At the 2nd congress of PCE(i) in 1975 the party changed its name to Party of Labour of Spain (in Partido del Trabajo del España, PTE) and adopted an internal federal structure. A minority broke away, and regrouped themselves with the name PCE(i). In Catalonia the party worked under the name Partit del Treball de Catalunya and in Andalusia under the name Partido del Trabajo de Andalucía. The same year PTE joined the Democratic Junta of Spain.

PTE Catalonia National Committee sticker, celebrating the National Day of Catalonia

The leader of PTE was Eladio García. The youth wing of PTE was Young Red Guard of Spain (Joven Guardia Roja). PTE launched its own trade union movement, the Workers Unitary Trade Union Confederation (CSUT), as they were dissatisfied with developments in Workers' Commissions.

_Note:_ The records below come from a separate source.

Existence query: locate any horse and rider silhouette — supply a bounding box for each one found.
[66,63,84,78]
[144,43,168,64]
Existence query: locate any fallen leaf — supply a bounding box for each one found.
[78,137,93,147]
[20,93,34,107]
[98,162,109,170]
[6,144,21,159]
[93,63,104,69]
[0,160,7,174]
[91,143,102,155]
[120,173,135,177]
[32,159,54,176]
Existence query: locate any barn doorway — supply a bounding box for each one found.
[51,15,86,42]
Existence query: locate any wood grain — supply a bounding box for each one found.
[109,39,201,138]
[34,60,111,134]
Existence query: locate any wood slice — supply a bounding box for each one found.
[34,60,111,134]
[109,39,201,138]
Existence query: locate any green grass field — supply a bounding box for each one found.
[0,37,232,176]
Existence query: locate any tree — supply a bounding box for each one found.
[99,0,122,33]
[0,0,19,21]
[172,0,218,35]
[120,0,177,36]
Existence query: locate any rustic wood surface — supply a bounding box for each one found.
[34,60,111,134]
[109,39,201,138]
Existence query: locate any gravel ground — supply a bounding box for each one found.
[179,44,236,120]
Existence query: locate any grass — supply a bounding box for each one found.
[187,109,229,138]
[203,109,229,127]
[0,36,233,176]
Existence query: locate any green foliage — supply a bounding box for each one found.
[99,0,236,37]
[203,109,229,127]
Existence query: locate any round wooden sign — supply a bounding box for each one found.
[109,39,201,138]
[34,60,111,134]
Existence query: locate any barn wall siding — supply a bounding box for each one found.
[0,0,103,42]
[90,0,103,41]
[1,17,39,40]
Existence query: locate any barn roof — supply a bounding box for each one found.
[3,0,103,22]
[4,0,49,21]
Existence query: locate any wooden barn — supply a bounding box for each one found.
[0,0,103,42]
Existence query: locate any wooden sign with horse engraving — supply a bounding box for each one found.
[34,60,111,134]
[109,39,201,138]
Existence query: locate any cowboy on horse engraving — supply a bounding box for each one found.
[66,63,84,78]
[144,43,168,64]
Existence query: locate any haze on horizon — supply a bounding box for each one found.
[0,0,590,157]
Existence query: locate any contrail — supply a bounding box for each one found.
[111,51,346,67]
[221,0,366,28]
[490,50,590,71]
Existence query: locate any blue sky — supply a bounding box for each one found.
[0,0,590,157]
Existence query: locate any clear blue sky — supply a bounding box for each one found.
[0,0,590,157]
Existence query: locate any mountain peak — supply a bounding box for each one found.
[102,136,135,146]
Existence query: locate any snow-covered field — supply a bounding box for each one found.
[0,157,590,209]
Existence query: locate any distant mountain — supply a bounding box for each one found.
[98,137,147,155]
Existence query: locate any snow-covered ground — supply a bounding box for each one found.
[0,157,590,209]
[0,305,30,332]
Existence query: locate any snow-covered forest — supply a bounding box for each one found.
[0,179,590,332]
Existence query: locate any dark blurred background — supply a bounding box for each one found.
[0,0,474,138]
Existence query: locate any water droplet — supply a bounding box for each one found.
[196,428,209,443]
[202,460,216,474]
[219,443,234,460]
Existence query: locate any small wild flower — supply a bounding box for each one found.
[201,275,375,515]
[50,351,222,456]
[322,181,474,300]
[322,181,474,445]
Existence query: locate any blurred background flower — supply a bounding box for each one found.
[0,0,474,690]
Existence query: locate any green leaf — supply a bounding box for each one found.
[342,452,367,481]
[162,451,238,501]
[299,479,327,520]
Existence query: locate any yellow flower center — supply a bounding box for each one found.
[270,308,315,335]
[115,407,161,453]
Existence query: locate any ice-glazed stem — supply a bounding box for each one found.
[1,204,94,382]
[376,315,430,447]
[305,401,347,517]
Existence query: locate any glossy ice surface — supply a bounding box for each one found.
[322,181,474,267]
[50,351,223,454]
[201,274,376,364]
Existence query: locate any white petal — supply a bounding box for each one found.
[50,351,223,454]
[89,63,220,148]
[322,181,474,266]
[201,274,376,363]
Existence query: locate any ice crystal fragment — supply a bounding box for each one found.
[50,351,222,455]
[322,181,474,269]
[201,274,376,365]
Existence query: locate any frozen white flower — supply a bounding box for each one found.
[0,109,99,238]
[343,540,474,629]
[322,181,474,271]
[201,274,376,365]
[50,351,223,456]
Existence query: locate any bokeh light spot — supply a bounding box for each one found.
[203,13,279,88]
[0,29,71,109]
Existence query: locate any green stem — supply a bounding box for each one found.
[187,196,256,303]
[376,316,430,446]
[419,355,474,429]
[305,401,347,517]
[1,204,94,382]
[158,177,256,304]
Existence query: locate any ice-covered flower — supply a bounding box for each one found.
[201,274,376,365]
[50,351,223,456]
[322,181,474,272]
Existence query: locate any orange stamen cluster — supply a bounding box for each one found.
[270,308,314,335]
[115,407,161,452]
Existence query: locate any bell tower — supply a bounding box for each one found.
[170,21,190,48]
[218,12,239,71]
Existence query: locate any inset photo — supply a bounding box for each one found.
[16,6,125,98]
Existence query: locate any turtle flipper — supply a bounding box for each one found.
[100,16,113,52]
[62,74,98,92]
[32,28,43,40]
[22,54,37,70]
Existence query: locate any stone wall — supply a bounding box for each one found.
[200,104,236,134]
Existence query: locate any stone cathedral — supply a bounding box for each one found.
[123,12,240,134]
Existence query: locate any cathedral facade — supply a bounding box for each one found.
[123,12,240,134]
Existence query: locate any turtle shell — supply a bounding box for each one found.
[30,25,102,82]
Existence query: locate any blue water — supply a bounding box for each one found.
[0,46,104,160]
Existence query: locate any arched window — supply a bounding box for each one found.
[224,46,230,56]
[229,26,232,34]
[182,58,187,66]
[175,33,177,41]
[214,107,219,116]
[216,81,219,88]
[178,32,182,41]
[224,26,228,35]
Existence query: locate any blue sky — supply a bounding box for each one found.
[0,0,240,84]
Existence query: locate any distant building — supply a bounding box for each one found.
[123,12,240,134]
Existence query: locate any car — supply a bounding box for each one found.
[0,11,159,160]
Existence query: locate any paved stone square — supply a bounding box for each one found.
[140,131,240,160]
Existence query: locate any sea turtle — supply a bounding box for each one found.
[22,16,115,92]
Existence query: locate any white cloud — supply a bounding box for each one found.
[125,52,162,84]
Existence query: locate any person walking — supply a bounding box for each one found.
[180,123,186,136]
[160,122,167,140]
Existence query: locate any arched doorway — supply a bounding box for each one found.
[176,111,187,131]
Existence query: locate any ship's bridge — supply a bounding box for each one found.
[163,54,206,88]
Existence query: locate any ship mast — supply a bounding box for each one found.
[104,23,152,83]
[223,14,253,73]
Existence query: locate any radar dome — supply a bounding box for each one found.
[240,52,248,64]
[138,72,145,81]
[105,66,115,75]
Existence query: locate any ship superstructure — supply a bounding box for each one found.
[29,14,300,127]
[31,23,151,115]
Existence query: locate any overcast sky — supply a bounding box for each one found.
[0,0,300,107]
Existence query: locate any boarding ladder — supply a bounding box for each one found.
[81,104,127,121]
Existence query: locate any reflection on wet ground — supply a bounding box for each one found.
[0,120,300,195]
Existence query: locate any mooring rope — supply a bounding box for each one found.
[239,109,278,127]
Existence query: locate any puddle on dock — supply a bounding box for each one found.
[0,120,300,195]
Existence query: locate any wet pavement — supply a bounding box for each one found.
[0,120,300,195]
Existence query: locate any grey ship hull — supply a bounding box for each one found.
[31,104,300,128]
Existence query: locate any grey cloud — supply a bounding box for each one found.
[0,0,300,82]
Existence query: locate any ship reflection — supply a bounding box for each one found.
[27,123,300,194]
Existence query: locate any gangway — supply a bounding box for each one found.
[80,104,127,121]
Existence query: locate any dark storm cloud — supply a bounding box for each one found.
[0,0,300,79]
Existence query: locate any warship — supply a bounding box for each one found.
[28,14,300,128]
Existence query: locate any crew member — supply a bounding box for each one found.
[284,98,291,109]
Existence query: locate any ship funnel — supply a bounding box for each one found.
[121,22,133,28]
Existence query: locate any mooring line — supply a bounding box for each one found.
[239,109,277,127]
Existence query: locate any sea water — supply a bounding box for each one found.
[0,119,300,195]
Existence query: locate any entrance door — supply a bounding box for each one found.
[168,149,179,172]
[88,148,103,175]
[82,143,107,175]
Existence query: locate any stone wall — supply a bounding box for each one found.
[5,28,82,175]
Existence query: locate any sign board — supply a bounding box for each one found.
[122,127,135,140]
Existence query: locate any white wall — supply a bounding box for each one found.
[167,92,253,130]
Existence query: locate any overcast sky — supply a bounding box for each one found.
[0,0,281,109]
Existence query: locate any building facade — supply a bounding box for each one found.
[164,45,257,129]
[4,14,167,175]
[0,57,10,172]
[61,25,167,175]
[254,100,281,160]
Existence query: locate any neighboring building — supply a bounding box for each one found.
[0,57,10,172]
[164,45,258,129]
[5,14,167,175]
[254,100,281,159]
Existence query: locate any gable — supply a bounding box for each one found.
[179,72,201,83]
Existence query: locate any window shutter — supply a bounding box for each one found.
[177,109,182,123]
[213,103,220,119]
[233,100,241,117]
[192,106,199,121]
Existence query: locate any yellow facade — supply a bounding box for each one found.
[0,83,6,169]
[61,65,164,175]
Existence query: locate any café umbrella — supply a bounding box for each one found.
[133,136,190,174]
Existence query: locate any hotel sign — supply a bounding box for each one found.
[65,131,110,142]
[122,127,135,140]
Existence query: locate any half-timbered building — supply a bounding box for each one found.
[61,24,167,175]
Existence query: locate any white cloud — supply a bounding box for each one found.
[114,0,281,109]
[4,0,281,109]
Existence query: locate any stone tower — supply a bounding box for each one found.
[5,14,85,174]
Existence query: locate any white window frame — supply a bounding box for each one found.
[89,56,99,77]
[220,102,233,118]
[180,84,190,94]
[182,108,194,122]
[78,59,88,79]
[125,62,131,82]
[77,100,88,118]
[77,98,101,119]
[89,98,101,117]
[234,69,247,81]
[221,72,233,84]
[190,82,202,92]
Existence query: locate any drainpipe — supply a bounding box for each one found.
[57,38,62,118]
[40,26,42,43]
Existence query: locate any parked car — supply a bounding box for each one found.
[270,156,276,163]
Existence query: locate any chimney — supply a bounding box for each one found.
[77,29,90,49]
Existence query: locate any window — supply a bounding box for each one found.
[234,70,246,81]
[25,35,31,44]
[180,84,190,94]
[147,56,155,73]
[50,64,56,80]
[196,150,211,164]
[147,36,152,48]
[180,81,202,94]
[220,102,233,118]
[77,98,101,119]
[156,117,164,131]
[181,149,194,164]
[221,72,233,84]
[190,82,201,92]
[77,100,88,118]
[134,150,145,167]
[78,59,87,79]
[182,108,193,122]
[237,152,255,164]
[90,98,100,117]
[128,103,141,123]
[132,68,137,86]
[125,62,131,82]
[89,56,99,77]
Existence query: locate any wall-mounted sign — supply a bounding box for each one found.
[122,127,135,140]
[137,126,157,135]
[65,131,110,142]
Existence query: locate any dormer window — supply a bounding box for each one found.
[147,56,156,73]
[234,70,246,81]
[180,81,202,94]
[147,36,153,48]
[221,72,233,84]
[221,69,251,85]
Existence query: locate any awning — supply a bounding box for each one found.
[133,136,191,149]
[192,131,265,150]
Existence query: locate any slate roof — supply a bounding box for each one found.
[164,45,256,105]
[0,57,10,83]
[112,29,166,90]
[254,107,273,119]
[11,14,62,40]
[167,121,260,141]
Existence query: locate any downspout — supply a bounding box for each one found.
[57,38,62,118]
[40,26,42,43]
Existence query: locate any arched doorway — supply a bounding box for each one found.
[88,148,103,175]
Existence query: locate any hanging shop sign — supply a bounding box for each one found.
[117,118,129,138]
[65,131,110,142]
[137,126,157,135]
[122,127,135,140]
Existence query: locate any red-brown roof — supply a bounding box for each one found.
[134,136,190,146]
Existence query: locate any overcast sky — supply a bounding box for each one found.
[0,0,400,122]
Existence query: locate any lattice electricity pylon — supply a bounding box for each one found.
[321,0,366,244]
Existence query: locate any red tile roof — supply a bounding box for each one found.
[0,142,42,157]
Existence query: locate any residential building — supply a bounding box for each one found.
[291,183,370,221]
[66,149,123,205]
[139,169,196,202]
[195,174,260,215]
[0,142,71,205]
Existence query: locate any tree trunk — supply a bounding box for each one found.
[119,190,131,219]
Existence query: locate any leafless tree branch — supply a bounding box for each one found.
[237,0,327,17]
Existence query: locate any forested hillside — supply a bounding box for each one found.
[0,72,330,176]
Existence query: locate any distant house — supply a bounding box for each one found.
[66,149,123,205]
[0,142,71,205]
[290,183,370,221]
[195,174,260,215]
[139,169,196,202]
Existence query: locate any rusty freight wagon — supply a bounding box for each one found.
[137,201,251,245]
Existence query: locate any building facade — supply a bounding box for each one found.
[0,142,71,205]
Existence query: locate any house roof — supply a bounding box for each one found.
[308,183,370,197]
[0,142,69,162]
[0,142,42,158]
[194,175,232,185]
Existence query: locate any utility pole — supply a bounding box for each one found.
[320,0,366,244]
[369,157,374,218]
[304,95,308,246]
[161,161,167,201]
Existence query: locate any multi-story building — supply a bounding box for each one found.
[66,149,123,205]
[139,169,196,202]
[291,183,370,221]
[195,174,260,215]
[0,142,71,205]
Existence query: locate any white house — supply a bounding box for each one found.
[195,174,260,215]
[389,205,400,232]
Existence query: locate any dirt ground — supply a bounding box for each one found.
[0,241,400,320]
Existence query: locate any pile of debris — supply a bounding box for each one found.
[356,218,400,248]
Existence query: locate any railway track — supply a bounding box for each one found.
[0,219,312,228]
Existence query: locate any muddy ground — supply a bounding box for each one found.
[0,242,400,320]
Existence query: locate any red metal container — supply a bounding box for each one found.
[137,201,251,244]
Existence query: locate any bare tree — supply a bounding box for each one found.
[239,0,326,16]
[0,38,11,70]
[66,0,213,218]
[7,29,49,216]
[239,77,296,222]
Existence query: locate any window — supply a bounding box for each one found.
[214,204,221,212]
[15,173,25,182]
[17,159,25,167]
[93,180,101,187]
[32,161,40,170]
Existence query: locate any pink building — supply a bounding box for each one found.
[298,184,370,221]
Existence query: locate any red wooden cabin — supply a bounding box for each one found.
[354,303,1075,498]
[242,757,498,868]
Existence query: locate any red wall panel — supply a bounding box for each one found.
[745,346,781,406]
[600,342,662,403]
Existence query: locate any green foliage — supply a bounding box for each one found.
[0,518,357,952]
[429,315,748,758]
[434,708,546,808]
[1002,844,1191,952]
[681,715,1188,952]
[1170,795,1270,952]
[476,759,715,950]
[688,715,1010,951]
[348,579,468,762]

The central organ of PCE(i)/PTE was Mundo Obrero Rojo (-1975). In 1975-1977 it published El Correo del Pueblo and 1977-1979 Unión del Pueblo. The Basque National Committee of PTE published Jeiki and the Catalonia National Committee published Avant.

In 1977 PTE formed the Democratic Left Front (FDI) to contest the Spanish general election. In Catalonia it formed a coalition with the Republican Left of Catalonia, and contested as Left of Catalonia (Esquerra de Catalunya). In the same year the Communist Unification Party (PCU) merged into PTE.

In 1978 a section of the Catalan branch of the party broke away and formed a separate Party of Labour of Catalonia (PTC). In the 1979 general elections PTE got 192,330 votes (1.07%). Later the same year PTE merged with the Workers' Revolutionary Organisation (ORT) and formed the Workers' Party (PT).